La doncella salió con mucho revuelo de faldas.

Hester llenó con una conversación trivial los escasos minutos en los que la criada estuvo ausente. Siempre le había sido fácil hablar con Imogen y la amistad que había entre las dos era más parecida a la que se da entre hermanas que a la de dos mujeres que sólo están emparentadas por el matrimonio de una y cuyos estilos de vida son completamente diferentes. En cuanto Martha hubo traído los bocadillos y la limonada y se quedaron a solas, Hester se centró en el asunto que tanto la apremiaba.

– Imogen, ayer vino otra vez aquel policía, Monk…

La mano de Imogen, que iba a coger el bocadillo, se quedó en el aire, pero la miró con curiosidad y con aire ligeramente divertido. Ni sombra de prevención. Pero Imogen, a diferencia de Hester, sabía ocultar perfectamente sus sentimientos si se lo proponía.

– ¿Monk? ¿Y qué quería esta vez?

– ¿Por qué sonríes?

– Te sonrío a ti, cariño. Sé cuánto este hombre te saca de quicio y, por otra parte, sé que te gusta un poco. De hecho, no sois tan diferentes en algunos aspectos: intolerancia frente a la estupidez, ira ante la injusticia y los dos perfectamente preparados para ser todo lo antipáticos que imaginarse pueda.

– No nos parecemos en nada -dijo Hester con impaciencia- y no veo que sea asunto para risas.
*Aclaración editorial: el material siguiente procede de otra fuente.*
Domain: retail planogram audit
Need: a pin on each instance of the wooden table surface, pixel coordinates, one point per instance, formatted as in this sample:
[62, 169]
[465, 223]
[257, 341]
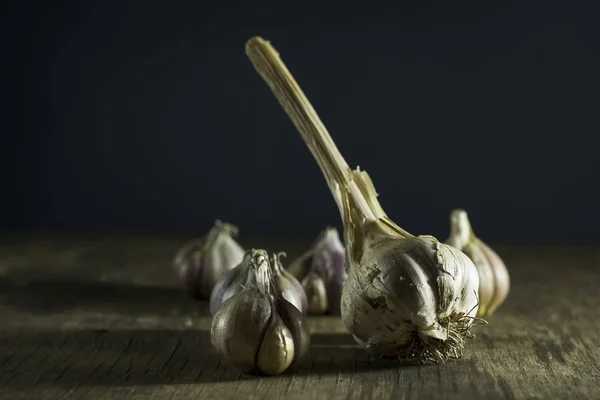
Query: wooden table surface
[103, 318]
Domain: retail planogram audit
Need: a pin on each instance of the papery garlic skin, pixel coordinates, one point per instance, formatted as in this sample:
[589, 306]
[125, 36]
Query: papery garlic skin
[414, 299]
[258, 330]
[322, 272]
[234, 280]
[200, 263]
[494, 280]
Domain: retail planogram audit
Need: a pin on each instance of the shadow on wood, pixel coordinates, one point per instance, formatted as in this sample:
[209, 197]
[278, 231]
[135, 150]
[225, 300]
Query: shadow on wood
[57, 295]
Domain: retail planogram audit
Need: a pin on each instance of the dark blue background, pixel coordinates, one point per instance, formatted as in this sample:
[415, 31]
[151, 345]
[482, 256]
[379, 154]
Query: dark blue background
[147, 116]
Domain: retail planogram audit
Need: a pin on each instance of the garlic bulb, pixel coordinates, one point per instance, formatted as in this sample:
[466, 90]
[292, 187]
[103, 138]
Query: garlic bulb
[233, 282]
[494, 281]
[200, 263]
[321, 272]
[256, 329]
[406, 296]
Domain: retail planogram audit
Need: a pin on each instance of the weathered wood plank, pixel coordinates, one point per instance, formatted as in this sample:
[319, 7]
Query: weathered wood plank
[103, 319]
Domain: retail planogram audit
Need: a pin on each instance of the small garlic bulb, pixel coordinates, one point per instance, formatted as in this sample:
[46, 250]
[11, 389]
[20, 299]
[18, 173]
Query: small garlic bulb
[494, 281]
[200, 263]
[234, 280]
[406, 296]
[321, 271]
[256, 329]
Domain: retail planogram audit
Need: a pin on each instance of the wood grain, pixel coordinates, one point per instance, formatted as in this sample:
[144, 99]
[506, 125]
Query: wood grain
[103, 318]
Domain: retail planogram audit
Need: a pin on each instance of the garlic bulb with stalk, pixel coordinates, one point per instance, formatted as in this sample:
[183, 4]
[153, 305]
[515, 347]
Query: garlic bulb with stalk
[233, 282]
[406, 296]
[256, 329]
[200, 263]
[494, 281]
[322, 272]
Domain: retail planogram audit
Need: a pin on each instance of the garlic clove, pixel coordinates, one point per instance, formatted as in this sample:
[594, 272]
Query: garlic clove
[233, 282]
[277, 348]
[200, 263]
[494, 280]
[239, 327]
[289, 286]
[256, 329]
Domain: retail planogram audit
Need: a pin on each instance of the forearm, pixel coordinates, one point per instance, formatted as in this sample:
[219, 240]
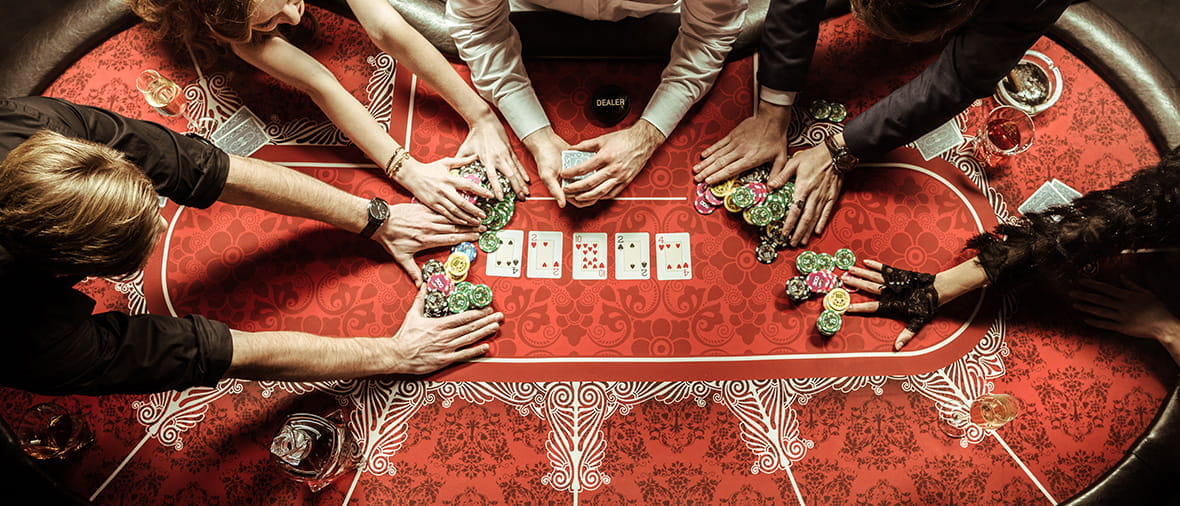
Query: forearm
[300, 356]
[286, 191]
Hester sintió un molesto calor que le arrebolaba las mejillas. Aunque sólo fuera para variar, le habría gustado tomarse con mayor naturalidad de vez en cuando los asuntos de la feminidad que a Imogen se le daban de forma tan natural como respirar. No despertaba en los hombres aquella urgencia por protegerla que despertaba Imogen. Daban por sentado que era perfectamente capaz de cuidarse sola, un cumplido, éste, del que ya empezaba a cansarse.

Imogen dio cuenta del bocadillo, una cosa minúscula que no excedía los cinco centímetros cuadrados.

– Bueno, ¿me vas a decir a qué vino o no?

– Claro que te lo voy a decir. -Hester también cogió un bocadillo y se lo comió, era muy delicado y el pepino estaba crujiente y fresco-. Hace unas semanas Monk tuvo un accidente muy serio, más o menos en la época en que mataron a Joscelin Grey.

– ¡Cuánto lo siento! ¿Está enfermo? Parecía encontrarse muy bien la última vez.

– Supongo que está físicamente recuperado -le respondió Hester y, al ver la repentina gravedad y preocupación que se reflejaban en la cara de Imogen, también ella se sintió conmovida-, pero sufrió un golpe muy fuerte en la cabeza y no recuerda nada anterior al momento en que recobró el sentido en un hospital de Londres.